灵识探到许多人朝自己走来,褚怀霜在原地站定,等待之际也不闲着,沉下心开始聚灵,准备发动大型剑阵。
如果她没有记错,被派到此地来调查的,大都是丹宗和道宗的弟子,丹誓的内室洞府里却遍布符阵,皆是那位右护法的杰作。
如果没有熟悉符术的修士同行,只能靠蛮力毁坏内室洞府的灵力中枢,方能逼迫丹誓将他们传送到体外,从而逃出生天。
褚怀霜曾进过丹誓的内室洞府,此时只要聚灵结阵即可,根本不必再找寻灵力中枢。
除此之外,她甚至打算直接给内室洞府开个洞,最好能趁此机会,将丹誓处理掉。
待她聚灵完毕,位于内室洞府中的修士齐齐聚集在她面前。
“诸位,速速结护身阵!”听到疑惑声,褚怀霜也不解释,直接吩咐,“阵成时,我会即刻发动剑阵,轰击此地的灵力中枢,请诸位务必保护好自己,莫要被剑气伤到!”
吩咐完,她又结一咒,脚下的剑阵闪烁起刺目白芒,压倒性的气场铺开,将身周游离的灵力绞得四散。
此话一出,先前还质疑她身份的修士都慌了,境界低些的忙去靠近高阶的同门,没多久,一座结实的护身大阵就被布置出来,将所有修士都罩在当中。

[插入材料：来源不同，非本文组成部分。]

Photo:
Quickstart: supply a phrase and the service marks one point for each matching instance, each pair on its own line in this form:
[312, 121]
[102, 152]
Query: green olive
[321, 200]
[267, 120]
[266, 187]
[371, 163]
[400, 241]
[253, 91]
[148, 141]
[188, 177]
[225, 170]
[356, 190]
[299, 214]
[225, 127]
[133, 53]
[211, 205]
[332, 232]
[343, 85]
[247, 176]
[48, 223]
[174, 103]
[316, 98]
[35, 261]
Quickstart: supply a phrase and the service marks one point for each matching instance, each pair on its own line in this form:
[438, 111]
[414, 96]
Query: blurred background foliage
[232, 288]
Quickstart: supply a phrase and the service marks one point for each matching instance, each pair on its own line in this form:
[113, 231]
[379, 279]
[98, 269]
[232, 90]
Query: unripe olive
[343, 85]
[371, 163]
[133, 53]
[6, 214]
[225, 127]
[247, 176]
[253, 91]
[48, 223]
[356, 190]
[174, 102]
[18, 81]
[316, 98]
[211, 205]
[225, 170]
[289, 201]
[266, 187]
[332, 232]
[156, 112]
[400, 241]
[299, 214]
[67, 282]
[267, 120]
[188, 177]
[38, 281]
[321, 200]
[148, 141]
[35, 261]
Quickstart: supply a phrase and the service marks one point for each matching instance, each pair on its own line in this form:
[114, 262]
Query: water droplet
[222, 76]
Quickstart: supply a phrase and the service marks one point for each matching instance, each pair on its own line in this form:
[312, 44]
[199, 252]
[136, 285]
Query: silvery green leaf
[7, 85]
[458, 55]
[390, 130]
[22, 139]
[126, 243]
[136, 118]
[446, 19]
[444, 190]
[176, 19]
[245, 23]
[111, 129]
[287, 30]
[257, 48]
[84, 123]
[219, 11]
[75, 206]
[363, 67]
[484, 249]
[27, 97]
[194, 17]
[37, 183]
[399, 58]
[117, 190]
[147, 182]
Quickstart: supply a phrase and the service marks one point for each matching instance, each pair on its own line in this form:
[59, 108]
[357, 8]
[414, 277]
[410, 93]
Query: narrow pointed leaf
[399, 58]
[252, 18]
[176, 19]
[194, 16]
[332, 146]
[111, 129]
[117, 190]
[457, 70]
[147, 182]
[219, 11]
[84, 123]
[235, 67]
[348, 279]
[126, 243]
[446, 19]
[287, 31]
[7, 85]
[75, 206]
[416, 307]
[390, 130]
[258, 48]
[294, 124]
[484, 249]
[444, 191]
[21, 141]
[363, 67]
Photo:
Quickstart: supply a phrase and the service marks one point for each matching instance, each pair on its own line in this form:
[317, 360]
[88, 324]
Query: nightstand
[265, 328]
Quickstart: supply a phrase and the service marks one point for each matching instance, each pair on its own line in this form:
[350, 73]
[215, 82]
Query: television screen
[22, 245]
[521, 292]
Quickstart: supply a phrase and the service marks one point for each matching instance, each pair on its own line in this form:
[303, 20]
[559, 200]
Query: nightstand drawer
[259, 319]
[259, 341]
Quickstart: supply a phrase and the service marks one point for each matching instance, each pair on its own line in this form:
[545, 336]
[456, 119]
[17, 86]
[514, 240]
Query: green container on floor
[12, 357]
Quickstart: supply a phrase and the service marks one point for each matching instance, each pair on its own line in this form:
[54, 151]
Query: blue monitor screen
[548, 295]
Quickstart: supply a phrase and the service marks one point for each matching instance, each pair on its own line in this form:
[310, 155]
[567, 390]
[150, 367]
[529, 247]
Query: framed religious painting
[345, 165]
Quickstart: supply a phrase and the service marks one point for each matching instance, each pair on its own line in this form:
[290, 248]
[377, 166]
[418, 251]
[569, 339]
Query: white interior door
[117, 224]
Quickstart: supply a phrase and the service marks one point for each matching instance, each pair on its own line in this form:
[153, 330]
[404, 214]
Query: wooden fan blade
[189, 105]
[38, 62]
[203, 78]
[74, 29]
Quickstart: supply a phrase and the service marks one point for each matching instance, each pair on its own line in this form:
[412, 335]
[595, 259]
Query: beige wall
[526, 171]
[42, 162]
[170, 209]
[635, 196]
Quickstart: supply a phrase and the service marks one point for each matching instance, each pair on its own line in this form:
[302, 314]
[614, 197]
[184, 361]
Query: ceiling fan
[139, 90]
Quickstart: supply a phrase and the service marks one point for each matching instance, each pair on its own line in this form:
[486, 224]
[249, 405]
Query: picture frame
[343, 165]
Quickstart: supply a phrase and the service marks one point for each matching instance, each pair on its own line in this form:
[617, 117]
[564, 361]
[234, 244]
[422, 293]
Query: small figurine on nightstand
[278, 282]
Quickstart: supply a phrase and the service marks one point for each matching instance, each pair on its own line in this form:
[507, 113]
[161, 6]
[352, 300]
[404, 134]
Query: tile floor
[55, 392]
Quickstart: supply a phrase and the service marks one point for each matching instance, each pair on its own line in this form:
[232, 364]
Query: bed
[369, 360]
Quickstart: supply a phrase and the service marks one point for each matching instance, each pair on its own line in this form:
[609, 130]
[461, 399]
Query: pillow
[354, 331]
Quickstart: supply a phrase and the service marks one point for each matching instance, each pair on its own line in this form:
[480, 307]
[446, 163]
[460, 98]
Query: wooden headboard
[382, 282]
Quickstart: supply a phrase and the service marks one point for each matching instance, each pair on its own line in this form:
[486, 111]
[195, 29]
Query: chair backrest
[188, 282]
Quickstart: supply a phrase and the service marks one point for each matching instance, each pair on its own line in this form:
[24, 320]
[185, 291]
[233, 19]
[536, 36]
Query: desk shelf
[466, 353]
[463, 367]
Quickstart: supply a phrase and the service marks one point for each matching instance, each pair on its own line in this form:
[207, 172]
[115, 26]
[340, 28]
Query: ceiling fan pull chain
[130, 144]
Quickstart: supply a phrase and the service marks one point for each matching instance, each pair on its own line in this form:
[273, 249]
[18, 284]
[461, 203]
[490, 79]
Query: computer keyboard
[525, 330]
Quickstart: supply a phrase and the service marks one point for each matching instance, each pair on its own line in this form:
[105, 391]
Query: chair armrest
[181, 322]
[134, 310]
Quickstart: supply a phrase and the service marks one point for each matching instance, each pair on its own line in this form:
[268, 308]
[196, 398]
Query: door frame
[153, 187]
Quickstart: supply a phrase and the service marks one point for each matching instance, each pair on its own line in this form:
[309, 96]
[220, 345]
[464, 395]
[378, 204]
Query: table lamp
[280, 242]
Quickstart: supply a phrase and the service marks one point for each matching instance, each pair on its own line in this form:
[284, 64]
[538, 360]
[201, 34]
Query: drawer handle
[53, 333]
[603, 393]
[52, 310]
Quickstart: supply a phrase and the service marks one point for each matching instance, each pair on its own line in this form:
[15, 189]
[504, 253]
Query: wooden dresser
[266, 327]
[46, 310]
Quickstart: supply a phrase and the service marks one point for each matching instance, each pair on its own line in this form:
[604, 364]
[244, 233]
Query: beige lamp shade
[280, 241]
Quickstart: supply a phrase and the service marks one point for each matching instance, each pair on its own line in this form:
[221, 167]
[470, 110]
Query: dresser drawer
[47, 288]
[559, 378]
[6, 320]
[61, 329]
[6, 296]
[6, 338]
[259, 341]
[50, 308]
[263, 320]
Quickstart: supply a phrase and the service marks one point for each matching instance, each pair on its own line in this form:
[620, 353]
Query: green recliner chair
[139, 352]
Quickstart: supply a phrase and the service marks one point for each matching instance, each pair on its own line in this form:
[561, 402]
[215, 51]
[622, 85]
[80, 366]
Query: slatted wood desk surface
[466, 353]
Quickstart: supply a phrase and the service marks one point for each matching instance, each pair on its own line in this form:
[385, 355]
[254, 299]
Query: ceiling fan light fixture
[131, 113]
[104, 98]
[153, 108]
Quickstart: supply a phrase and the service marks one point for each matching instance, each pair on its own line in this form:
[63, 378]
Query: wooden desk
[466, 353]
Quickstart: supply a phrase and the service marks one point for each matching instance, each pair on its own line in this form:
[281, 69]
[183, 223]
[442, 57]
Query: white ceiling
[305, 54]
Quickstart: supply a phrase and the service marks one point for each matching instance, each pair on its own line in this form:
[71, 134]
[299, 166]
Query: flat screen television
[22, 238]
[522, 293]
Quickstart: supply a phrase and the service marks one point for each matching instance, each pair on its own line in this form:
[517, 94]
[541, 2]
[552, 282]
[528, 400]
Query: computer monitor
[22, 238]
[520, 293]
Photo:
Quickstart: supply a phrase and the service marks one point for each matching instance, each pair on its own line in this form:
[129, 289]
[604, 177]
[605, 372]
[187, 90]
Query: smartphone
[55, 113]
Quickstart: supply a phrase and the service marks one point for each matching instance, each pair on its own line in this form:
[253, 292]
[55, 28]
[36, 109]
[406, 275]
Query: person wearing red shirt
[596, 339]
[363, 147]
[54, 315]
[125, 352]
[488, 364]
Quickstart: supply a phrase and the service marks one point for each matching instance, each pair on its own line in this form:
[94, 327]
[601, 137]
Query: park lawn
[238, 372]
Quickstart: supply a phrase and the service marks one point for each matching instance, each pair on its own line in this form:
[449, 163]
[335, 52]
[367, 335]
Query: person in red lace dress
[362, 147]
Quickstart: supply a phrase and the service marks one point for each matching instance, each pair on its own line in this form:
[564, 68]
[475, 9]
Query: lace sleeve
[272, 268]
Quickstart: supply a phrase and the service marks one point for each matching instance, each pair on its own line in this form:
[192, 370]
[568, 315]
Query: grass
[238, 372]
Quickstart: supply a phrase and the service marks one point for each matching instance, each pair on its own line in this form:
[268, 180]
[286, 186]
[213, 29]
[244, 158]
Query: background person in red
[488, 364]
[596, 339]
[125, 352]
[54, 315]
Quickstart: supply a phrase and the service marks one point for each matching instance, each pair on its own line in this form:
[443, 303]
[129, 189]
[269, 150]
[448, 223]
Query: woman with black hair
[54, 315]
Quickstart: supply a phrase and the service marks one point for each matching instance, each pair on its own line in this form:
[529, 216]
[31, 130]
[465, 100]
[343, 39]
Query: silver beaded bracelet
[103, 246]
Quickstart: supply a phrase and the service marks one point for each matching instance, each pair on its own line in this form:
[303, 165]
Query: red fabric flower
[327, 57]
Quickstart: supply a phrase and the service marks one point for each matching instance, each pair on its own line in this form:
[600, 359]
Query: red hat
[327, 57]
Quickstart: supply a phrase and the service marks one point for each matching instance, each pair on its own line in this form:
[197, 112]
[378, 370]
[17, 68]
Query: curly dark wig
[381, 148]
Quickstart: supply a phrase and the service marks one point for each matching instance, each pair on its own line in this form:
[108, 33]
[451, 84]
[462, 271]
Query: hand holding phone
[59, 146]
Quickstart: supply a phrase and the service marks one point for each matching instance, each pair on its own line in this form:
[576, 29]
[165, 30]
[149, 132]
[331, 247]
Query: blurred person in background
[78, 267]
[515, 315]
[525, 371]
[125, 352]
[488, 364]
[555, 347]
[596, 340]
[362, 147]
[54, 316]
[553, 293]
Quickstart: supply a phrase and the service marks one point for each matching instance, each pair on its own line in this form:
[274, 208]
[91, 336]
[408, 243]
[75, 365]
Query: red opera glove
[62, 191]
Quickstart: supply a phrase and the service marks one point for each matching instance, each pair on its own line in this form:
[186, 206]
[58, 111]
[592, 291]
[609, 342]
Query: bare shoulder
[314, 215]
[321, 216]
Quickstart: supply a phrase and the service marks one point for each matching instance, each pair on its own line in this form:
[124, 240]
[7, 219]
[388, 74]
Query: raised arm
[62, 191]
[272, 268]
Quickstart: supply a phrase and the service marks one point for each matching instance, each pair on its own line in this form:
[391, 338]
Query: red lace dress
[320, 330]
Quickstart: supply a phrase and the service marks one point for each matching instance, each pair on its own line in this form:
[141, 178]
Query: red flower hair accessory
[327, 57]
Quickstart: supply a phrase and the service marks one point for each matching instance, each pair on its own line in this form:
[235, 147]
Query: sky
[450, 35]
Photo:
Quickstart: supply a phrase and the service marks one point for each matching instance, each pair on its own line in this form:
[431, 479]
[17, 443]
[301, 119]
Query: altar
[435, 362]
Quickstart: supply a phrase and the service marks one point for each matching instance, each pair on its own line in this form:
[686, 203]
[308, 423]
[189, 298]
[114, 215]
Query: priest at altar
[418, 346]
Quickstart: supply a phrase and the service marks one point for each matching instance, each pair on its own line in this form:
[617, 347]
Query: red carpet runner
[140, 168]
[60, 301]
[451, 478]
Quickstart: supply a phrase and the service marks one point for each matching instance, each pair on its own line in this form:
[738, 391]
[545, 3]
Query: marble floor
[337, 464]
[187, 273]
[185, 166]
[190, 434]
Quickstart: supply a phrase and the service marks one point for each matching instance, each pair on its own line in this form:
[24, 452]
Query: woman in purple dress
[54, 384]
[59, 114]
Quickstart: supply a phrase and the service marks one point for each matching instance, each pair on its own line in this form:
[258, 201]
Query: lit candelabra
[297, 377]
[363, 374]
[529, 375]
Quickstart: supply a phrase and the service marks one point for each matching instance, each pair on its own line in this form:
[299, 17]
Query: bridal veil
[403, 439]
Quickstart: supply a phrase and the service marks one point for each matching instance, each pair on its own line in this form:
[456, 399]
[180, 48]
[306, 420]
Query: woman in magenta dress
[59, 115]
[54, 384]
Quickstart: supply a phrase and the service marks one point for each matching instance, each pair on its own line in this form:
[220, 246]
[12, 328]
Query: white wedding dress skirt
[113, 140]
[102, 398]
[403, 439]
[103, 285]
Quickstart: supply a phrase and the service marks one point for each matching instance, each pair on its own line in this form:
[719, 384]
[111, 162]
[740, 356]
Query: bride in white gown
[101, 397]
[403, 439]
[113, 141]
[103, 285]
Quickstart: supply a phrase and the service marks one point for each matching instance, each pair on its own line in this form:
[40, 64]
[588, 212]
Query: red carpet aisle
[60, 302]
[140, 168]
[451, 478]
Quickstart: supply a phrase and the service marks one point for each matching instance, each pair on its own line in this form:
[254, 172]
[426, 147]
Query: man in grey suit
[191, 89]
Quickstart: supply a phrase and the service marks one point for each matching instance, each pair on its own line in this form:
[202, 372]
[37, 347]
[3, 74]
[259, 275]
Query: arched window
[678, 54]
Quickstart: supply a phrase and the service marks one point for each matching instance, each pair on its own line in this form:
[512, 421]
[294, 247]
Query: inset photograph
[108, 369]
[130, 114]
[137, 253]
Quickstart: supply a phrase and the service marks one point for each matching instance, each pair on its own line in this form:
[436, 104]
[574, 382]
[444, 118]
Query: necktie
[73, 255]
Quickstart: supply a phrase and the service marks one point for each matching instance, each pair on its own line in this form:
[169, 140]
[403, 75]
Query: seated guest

“破!”见护身大阵成型,褚怀霜一声断喝,铮铮剑鸣声不绝于耳,仿佛万把利剑在同一时刻齐鸣,她自己亦变回了剑,与剑阵融为一体,灵识锁定内室洞府暗处的灵力中枢,将剑阵启动。
…
芙蓉村上空。
“我并没有寻到丹誓的踪迹。”由龙化人后,泷谧摇头道,“只怕他真如倚淳真人所言,用了与天地气息共融的秘法。”
“我也没有。”千柠掂了掂手中完好无损的求救符,灵识仍在村中来回巡视,“奇了,你还能感应到绒绒姐姐的气息吗?我已经感应不到了。”
听她一说,泷谧一怔,正要放出灵识去寻,只听芙蓉村正中央的水中,突然钻出一个庞大而细长的黑影,激起十尺浪,对着天穹长啸起来,似是在吃痛哀鸣。
泷谧一下就辨出那是丹虺的叫声,忙捏碎求救符,一指黑影:“丹誓!”
昏暗夜色之中,只见一个亮点在丹虺的身躯上闪烁,越来越亮,转眼就从米粒大小变为一个一丈宽的白圈,只是一瞬间的功夫,数不清的白芒便从丹虺体内喷出,刺目的白芒几乎映亮了半个村庄。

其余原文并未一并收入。